Rhétorique anti-Blaise
Pourtant, depuis l’ouverture de la campagne dimanche 08 novembre le nom de l’ex-président chassé du pouvoir par l’insurrection populaire des 30 et 31 octobre 2014 revient dans tous les rassemblements des candidats. Certains le convoquent pour saluer le courage « héroïque » du peuple burkinabé qui a conduit à sa chute. De nombreux meetings commencent ainsi avec une minute de silence à la mémoire des martyrs. D’autres reviennent sur les errements de sa gouvernance et promettent de remettre le pays sur le rail dès leur installation au Palais de Kosyam. La rhétorique anti-Blaise va bon train, et il est peu probable de trouver ici un volontaire pour prendre la défense de l’ancien régime. Il règne dans les rues de Ouagadougou une ambiance de carnaval électoral. Des affiches à l’effigie des candidats sont placardées à tous les coins de rue, sur les voitures alors que des jeunes sillonnent les artères à moto vêtus de tee-shirts aux couleurs de leurs formations politiques.

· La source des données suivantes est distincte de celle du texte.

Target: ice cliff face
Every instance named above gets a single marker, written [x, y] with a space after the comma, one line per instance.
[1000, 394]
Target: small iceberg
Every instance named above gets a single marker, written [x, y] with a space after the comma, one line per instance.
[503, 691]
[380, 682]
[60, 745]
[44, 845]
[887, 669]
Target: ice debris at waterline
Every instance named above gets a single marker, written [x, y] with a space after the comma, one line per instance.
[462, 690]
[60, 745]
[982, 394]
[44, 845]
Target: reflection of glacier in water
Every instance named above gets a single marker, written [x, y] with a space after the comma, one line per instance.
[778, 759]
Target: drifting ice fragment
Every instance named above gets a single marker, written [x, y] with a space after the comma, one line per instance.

Les professions de foi des 14 candidats sont distribués à tour de bras devant les échoppes, les bistrots, les kiosques et sur les différents marchés.
A chacun selon ses moyens
A observer de près, tous les candidats ne sont pas logés à la même enseigne. Dotés d’une puissance financière manifestement plus grande, le candidat du Mouvement du peuple pour le progrès (MPP) Roch Marc Christian Kaboré et son adversaire de l’Union pour le progrès et le changement (UPC) Zéphirin Diabré occupent l’espace public plus que leurs douze autres concurrents à Ouagadougou et dans les grandes villes. L’écart se creuse davantage entre ces deux prétendants au fauteuil présidentiel et les autres à mesure qu’on quitte les grandes villes pour arriver en zones rurales. Reste à savoir si des candidats comme l’ancien ministre des Affaires étrangères Ablassé Ouédraogo, Jean-Baptiste Natama, ancien directeur de cabinet de la présidente de la Commission de l’Union africaine (UA) ou le sankariste Me Bénéwendé Sankara, présentés comme des outsiders sérieux, n’ont pas choisi de démarrer tranquillement la campagne pour ensuite monter en puissance progressivement pendant les trois prochaines semaines.
Il est tout à fait possible aussi que Saran Séré Sérémé du Parti pour le développement et le changement (PDC) et François Toé du Mouvement de libération nationale-Burkina Faso (MLN-BF), les deux femmes candidates, aient aussi adopté la stratégie de la course de fond.
Un scrutin historique
Comme dans chaque compétition électorale, on peut se hasarder à catégoriser les 14 candidats en favoris, en challengers sérieux ou en outsiders. Ici, le scrutin est pour la première fois depuis 27 ans très ouvert. Nul ne peut affirmer avec certitude qui sera le prochain successeur de Blaise Compaoré.
Des candidats indépendants Boukary Ouédraogo et Me Issaka Zampaligré à leur adversaire le plus jeune Adama Kanazoé de l’Alliance des jeunes pour l’indépendance et la république (AJIR) en passant Victorien Tougma du Mouvement africain des peuples, Tahirou Barry du Parti pour la renaissance nationale (PAREN) et Ram Ouédraogo, tous partent avec le même capital de chances.
Le président par intérim Michel Kafando n’est pas candidat. Tout comme son Premier ministre Yacouba Isaac Zida. Les deux dirigeants de la transition ont réaffirmé leur neutralité, laissant donc aux quelque 5,5 millions d’électeurs le soin de trancher. La présidentielle burkinabé de cette année est également historique parce qu’elle va consacrer la toute première alternance pacifique de l’histoire politique récente du Burkina Faso.
Après avoir chassé Compaoré puis fait échec à la tentative de coup d’Etat du général Gilbert Diendéré, le peuple Burkinabé va donc ouvrir le 29 novembre au soir une nouvelle ère qui consacre les jeunes comme acteurs et sentinelle de la démocratie. Avec son insurrection populaire et sa présidentielle que tout promet à la réussite, le Burkina Faso est en passe de s’imposer comme référence dans le combat pour les libertés et la démocratie en Afrique. Déjà, le modèle burkinabé est lu et relu par les oppositions et les sociétés civiles africaines, même si il agace ici et là quelques potentats locaux tentés par la volonté de se cramponner aux affaires.